Inglourious Basterds

This is the worst film about the Holocaust that I have ever seen. It manages to misrepresent every detail large or small about Nazi Germany. From the effete way most of the Germans say  "Heil Hitler" (which would have earned any Nazi a severe reprimand or even a visit with a firing squad) to the characterization of Hitler as the stooge Moe minus his wit. 
Tarantino trots out one Hollywood cliche after another. He seems to feel that enough pseudo violence (the scalping scenes are badly done and disparaging of North American First Nations) and bad accents makes up for lack of depth in the characters and quality in the screen play. Every joke is telegraphed well in advance and lands as flat as a pancake. 

It is extremely disrespectful to the more than twenty thousand Jewish partisans who risked their lives to fight the Nazis. Every one of their  actions was taken in knowledge that there would be severe reprisals. The Bielski Brigade in Belarus - Defiance 2008- quickly learned that revenge killings endangered their group and served no tactical advantage. 

Sunday, July 4, 2010

Defiance (2008)

Defiance (2008) is an amazing film.
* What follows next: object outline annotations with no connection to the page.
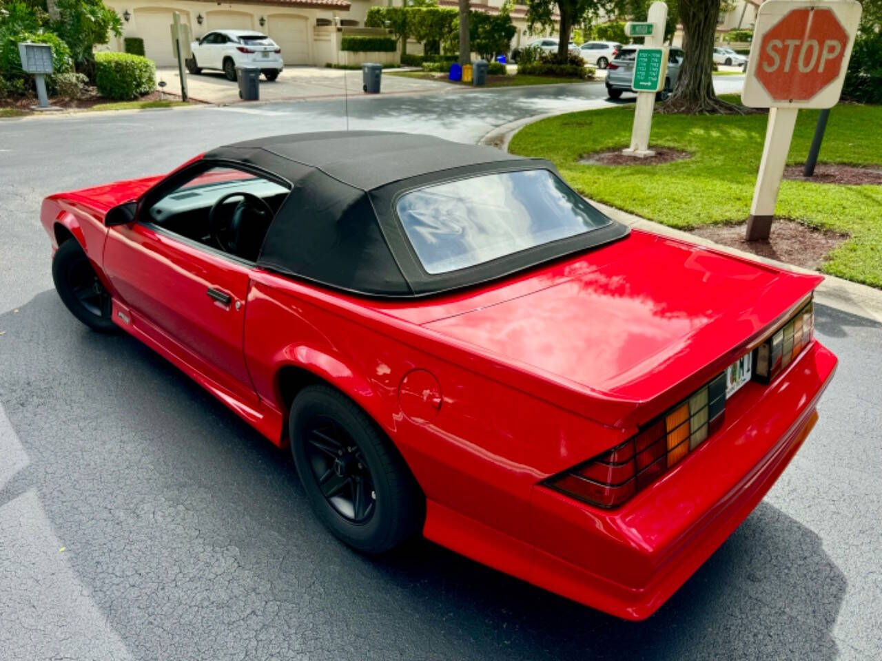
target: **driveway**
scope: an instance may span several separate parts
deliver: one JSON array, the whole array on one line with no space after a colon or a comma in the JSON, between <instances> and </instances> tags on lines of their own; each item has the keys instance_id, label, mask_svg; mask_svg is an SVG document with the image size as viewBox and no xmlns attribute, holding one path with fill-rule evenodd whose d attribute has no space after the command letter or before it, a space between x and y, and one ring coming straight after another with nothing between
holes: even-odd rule
<instances>
[{"instance_id":1,"label":"driveway","mask_svg":"<svg viewBox=\"0 0 882 661\"><path fill-rule=\"evenodd\" d=\"M736 91L737 77L715 81ZM653 618L623 622L416 542L354 553L290 459L52 291L43 196L233 140L349 128L475 142L608 105L598 85L0 121L0 658L878 659L882 328L818 306L841 359L781 479ZM587 127L590 130L590 127ZM49 157L48 157L49 156Z\"/></svg>"},{"instance_id":2,"label":"driveway","mask_svg":"<svg viewBox=\"0 0 882 661\"><path fill-rule=\"evenodd\" d=\"M164 80L167 92L181 93L181 78L177 67L156 70L156 82ZM344 85L345 84L345 85ZM220 71L203 71L187 74L190 96L206 103L236 103L239 85L230 82ZM434 80L420 80L400 76L384 76L385 93L450 91L452 85ZM295 100L323 97L363 96L361 71L319 69L316 67L288 67L272 83L260 77L261 100Z\"/></svg>"}]
</instances>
It tells the story of the Bielski brothers who formed a partisan band in Belarus after the rest of their family was massacred by the Nazi invaders. They were the sons of a miller and had grown up on a farm. They had often played in the deep woods nearby. Thus they had the skills to survive in the bush. Being unable to turn away the Jewish refugees who asked for their help they retained their humanity in the face of overwhelming odds. Barely able to take care of themselves they treated all Jews as their brothers. This contrasts with the band of Soviet partisans with whom they make contact. The Soviets would not share their medicine with the Jews saying that it was only for fighters.

It is ironic that many of the refugees are intellectuals and professionals who in prewar times had looked down on the Bielskis as coarse, uneducated boors but are now dependent on them for their survival. In one scene the Jews are fleeing the Nazi hordes when they come to a marsh. This takes place on Passover as the Nazis chose religious celebrations as prime times to murder Jews. One of the Bielskis says that they must cross not by a miracle but by their own might. I wonder if the story of the parting of the Red Sea began with such an event.





The descendants of the people saved by the Bielski brothers now number in the tens of thousands. Yet the brothers never demanded any credit for their heroism.

No way that you can spin this as a victim story Mr. Black!